Protecting at risk seniors from coronavirus (COVID-19)Protect Your At-Risk Loved Ones from the Coronavirus

Protecting at risk seniors from coronavirus (COVID-19)The novel coronavirus (COVID-19) poses health risks for everyone. However, government and health officials have made it clear that older adults and people of any age with certain serious underlying medical conditions like lung disease, heart disease, or diabetes are at higher risk for developing more serious complications from the coronavirus. To help slow the spread the COVID-19 illness, Californians have all been asked to follow the Stay at Home order, which includes senior citizens and others higher at risk of contracting COVID-19.

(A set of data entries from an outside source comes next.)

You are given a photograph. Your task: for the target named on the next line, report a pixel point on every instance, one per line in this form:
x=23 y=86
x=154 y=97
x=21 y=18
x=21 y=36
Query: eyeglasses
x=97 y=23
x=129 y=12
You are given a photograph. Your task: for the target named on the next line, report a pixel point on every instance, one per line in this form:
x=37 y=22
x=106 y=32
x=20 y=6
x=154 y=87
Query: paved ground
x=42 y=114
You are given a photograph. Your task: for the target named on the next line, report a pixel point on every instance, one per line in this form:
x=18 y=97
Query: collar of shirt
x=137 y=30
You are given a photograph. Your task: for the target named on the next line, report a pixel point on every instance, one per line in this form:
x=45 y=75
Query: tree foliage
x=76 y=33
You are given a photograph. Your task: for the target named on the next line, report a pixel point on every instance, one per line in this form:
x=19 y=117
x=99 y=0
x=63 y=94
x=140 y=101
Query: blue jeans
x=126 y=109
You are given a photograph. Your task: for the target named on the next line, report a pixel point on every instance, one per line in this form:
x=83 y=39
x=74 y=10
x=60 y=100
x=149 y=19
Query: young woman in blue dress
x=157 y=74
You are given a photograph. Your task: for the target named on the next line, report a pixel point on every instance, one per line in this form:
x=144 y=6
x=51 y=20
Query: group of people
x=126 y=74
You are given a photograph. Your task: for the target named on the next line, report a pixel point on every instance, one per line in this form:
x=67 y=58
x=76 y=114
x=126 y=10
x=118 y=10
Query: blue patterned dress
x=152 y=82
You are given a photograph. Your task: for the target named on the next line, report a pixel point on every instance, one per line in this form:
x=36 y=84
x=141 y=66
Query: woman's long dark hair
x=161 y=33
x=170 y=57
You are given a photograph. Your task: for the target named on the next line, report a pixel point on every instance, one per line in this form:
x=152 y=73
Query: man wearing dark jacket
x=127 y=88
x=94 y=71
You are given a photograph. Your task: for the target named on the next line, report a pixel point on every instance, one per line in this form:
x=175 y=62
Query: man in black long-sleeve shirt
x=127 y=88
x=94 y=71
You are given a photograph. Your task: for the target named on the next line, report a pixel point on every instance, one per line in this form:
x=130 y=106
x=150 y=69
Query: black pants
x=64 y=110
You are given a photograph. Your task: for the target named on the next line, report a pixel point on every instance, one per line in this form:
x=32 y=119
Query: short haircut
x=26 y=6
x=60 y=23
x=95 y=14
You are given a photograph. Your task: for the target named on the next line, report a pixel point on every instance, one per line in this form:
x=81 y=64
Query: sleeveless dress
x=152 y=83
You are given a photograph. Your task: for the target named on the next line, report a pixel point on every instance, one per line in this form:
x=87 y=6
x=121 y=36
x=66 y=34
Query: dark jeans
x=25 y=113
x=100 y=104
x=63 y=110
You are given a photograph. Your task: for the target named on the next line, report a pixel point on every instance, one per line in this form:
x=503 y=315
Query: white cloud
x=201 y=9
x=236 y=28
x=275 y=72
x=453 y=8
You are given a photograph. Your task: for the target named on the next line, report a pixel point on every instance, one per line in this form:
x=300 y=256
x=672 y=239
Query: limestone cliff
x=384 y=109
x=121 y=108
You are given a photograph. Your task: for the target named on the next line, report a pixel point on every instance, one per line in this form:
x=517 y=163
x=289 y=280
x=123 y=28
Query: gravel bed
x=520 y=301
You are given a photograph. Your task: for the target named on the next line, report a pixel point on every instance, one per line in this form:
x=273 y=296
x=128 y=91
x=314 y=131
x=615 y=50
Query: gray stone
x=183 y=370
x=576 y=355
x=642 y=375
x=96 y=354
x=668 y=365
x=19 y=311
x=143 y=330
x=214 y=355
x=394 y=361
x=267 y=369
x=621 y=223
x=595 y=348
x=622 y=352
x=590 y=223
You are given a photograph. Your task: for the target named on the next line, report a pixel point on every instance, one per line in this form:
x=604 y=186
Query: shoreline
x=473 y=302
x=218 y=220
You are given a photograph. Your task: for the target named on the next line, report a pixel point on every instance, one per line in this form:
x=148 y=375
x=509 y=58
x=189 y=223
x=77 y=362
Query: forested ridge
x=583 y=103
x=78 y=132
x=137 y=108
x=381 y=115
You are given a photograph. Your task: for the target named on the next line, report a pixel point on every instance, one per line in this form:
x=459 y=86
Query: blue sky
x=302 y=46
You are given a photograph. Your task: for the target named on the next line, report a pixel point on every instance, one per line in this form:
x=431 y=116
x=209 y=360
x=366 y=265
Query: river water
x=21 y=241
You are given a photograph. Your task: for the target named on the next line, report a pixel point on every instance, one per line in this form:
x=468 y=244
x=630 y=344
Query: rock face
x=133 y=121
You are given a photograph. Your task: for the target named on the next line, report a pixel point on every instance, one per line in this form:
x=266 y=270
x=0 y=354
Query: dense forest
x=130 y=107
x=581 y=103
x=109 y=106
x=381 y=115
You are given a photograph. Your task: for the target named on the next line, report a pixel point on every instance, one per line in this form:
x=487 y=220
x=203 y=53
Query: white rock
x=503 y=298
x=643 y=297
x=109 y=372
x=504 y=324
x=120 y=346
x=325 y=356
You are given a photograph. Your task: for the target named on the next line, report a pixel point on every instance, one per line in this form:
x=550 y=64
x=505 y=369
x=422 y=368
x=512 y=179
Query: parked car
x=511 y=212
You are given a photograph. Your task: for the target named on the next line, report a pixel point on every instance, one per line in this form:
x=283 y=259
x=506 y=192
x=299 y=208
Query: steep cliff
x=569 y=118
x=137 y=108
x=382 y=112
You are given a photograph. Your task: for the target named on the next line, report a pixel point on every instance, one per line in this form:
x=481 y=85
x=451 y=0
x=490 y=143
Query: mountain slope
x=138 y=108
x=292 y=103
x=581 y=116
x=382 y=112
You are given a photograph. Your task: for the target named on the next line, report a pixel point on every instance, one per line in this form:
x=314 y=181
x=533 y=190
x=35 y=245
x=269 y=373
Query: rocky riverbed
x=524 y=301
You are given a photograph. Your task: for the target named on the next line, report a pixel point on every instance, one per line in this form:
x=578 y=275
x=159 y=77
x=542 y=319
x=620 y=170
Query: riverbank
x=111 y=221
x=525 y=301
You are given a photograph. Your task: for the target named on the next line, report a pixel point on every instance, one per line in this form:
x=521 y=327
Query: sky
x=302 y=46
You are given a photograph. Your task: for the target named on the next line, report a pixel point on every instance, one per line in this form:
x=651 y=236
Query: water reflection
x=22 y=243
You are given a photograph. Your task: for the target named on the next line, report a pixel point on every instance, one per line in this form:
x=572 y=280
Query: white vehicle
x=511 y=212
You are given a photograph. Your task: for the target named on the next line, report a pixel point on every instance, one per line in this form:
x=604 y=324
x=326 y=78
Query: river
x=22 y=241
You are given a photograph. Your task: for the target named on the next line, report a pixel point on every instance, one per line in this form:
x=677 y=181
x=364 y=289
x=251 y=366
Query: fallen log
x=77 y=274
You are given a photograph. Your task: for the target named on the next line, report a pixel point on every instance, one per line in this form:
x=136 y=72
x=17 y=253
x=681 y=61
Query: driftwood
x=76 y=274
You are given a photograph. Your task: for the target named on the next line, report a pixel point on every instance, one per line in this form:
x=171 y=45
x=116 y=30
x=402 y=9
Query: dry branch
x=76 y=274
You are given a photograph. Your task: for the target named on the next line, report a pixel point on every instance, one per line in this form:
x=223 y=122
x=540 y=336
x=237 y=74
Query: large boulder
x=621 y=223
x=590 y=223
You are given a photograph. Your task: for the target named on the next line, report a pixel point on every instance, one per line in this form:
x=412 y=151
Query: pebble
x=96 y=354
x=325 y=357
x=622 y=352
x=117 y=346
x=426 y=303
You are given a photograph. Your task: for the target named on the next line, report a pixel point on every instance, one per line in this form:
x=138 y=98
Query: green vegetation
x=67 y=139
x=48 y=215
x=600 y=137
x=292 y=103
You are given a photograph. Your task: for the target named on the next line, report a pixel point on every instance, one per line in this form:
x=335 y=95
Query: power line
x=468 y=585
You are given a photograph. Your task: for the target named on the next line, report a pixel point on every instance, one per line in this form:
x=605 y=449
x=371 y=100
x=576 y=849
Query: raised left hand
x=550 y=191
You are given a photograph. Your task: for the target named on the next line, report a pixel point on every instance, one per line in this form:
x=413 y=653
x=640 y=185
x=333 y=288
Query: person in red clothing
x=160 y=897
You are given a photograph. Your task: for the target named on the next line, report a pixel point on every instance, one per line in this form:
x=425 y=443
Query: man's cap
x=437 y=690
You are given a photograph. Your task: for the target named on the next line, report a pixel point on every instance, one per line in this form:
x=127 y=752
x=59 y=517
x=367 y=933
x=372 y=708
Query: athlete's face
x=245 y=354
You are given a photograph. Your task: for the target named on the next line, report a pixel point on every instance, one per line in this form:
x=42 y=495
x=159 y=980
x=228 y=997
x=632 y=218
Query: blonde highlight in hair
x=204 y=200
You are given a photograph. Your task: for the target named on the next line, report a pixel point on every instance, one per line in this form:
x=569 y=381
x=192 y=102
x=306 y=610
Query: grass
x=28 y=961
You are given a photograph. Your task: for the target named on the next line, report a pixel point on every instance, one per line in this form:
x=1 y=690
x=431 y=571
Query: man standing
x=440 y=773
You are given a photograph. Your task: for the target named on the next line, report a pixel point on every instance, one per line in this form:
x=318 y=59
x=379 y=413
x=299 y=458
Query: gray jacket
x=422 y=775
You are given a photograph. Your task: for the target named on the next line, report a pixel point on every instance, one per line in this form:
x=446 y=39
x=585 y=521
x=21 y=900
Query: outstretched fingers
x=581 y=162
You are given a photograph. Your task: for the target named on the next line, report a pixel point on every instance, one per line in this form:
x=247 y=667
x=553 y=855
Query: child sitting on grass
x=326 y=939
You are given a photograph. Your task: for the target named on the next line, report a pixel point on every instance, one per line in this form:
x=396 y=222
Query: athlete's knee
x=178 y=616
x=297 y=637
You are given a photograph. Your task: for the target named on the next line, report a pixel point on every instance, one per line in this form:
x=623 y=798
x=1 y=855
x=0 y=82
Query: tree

If you have loved ones who are at greater risk for getting seriously ill from COVID-19, there are many things you can do to help protect them.

Avoid close contact or stay at home to limit exposure.

In addition to following the general guidelines on regularly washing hands, avoiding crowds, covering coughs and sneezes, and practicing social distancing, it is very important to limit any close contact with your at-risk loved ones.  Do not visit your family member if you have any signs or symptoms of illness.

If your loved one is in a nursing home or other healthcare facility, check with the facility regarding their current rules for visitors. If visitation is not allowed, ask the facility how you can have contact with your family member or receive updates whether via telephone calls, video chats or even email.

Take extra precautions and plan ahead for at-risk loved ones with caregivers.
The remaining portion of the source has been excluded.